I take issue with this statement. The people who have the robots will be able to set whatever price they like. They could make things super cheap but that is not the inclination of the person in power.

As we've seen in so many "collusion" cases - some deliberately negotiated but many simply naturally settled into - the price of things is determined by "what the market will bear", which I see more cynically as "what the market can extract".


> The people who have the robots will be able to set whatever price they like.

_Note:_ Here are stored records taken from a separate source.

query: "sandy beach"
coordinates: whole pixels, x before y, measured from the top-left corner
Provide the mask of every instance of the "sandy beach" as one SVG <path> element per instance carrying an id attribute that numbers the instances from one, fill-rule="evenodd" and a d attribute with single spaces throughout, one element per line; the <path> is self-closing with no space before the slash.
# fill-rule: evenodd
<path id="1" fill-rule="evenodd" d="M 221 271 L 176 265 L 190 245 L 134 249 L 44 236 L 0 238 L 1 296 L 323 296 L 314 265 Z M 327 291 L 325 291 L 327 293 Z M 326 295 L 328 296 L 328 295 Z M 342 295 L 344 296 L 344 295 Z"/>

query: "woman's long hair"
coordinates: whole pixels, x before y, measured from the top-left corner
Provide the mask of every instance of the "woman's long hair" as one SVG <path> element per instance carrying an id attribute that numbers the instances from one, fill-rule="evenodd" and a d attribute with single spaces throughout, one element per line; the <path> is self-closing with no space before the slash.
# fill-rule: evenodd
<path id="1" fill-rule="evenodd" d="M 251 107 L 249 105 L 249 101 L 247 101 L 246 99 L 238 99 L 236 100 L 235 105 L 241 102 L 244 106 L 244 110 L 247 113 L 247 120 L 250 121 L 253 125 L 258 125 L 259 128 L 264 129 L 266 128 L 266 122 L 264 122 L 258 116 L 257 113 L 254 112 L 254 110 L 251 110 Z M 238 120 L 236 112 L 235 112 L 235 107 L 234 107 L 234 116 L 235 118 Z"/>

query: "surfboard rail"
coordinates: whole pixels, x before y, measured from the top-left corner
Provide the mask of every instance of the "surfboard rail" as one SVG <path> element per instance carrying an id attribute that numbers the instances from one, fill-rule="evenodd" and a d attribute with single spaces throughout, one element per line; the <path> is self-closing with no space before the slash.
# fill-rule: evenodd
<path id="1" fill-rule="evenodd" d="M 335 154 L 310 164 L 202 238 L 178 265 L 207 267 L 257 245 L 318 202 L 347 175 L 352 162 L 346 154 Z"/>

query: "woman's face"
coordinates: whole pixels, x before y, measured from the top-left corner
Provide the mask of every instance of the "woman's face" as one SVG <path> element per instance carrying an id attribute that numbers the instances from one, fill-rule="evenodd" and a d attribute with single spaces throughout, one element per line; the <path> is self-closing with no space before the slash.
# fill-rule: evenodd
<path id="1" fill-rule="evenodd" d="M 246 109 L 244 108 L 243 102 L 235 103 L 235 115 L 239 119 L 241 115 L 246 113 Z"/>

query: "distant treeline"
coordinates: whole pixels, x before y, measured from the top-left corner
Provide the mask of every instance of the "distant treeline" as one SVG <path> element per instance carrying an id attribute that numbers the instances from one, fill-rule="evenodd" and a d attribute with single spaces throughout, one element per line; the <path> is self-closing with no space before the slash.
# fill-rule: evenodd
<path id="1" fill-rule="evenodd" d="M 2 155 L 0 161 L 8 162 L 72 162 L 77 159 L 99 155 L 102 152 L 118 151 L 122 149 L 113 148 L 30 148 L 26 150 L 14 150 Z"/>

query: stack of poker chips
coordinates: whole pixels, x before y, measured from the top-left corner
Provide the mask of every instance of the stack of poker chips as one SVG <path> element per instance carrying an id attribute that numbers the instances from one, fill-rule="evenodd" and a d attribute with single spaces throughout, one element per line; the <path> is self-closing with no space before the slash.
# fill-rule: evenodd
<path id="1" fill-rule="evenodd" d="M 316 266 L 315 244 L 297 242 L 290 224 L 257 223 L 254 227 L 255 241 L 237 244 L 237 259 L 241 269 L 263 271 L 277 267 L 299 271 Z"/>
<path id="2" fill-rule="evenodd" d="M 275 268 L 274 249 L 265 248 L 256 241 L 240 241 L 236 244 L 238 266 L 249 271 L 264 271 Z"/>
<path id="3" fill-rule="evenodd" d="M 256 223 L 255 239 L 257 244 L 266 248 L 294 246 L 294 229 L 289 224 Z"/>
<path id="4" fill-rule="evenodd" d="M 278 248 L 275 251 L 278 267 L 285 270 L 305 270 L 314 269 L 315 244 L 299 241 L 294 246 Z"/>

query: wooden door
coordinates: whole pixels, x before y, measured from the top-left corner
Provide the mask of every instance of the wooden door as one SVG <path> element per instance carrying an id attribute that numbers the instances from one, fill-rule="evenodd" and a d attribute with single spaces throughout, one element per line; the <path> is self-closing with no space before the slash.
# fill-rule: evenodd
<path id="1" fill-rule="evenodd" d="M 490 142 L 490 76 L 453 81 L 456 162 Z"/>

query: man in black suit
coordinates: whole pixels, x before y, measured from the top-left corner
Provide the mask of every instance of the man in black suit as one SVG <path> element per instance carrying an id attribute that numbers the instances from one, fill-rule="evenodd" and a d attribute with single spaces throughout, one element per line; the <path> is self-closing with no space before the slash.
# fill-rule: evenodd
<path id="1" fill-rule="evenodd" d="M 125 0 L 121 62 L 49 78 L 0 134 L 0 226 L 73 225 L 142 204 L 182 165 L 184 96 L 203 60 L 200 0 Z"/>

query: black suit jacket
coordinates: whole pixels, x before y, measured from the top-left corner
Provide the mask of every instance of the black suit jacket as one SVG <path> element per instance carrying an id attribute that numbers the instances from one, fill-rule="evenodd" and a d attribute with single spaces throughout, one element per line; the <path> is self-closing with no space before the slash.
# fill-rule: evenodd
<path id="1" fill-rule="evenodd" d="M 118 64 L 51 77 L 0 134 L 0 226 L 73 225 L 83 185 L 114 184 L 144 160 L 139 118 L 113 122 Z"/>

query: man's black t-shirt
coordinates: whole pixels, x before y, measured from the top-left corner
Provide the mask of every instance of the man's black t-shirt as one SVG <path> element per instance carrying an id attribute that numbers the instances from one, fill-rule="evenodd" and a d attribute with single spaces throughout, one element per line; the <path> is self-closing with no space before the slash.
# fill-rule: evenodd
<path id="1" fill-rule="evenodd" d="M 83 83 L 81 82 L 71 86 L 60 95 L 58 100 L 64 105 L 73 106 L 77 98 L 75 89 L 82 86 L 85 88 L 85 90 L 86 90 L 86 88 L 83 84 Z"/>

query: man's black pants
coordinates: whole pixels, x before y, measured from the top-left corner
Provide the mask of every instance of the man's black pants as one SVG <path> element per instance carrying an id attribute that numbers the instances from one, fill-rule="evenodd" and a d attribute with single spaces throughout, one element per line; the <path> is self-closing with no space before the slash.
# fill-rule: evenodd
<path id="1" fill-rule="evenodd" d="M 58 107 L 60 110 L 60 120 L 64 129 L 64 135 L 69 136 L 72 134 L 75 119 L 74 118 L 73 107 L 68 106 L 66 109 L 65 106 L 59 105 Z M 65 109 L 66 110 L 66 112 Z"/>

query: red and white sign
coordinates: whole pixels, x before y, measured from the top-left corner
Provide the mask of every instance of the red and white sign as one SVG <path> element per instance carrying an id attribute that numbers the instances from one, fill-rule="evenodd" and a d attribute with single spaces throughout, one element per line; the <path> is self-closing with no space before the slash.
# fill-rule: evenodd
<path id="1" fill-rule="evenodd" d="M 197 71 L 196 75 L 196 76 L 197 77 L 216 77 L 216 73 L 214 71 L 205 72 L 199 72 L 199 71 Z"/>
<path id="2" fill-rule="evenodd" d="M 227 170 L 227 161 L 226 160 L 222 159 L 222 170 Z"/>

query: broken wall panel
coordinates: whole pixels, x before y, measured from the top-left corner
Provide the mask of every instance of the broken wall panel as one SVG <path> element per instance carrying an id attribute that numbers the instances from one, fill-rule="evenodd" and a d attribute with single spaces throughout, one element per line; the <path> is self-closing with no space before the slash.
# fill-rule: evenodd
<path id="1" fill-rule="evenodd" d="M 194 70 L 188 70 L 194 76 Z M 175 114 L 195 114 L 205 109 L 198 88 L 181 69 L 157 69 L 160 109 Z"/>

If no one has a monopoly on robots, they will not, because customers will take the lowest price and all of the competing suppliers with robots won't want to lose market share.

If someone has a monopoly on robots, that is very bad, because then they can charge up to the cost of doing the work another way. But the other way is by having humans do it, which is the status quo. So they can't make it worse than the status quo or people would just go back to doing it that way -- the point of buying things made by robots was supposed to be that it would cost less, so why would you do it if it didn't?

> As we've seen in so many "collusion" cases - some deliberately negotiated but many simply naturally settled into - the price of things is determined by "what the market will bear", which I see more cynically as "what the market can extract".

Collusion is caused by market concentration. When an industry has only two or three companies, it's easy for them to collude with each other. When there are dozens or thousands, it isn't. So the most important thing in the world is to make sure there are at least dozens of companies in every industry.

The other major problem of the same nature is regulatory capture. This is the method used by landlords. They don't have a secret chamber where they agree to fix prices in dark of night, they just control the zoning board and prevent new housing from being built.

These things have nothing to do with automation. If you have market concentration and regulatory capture, they must be annihilated regardless of any robots or people will end up screwed and poor.


Thanks for your insightful comment: "If you have market concentration and regulatory capture, they must be annihilated regardless of any robots or people will end up screwed and poor."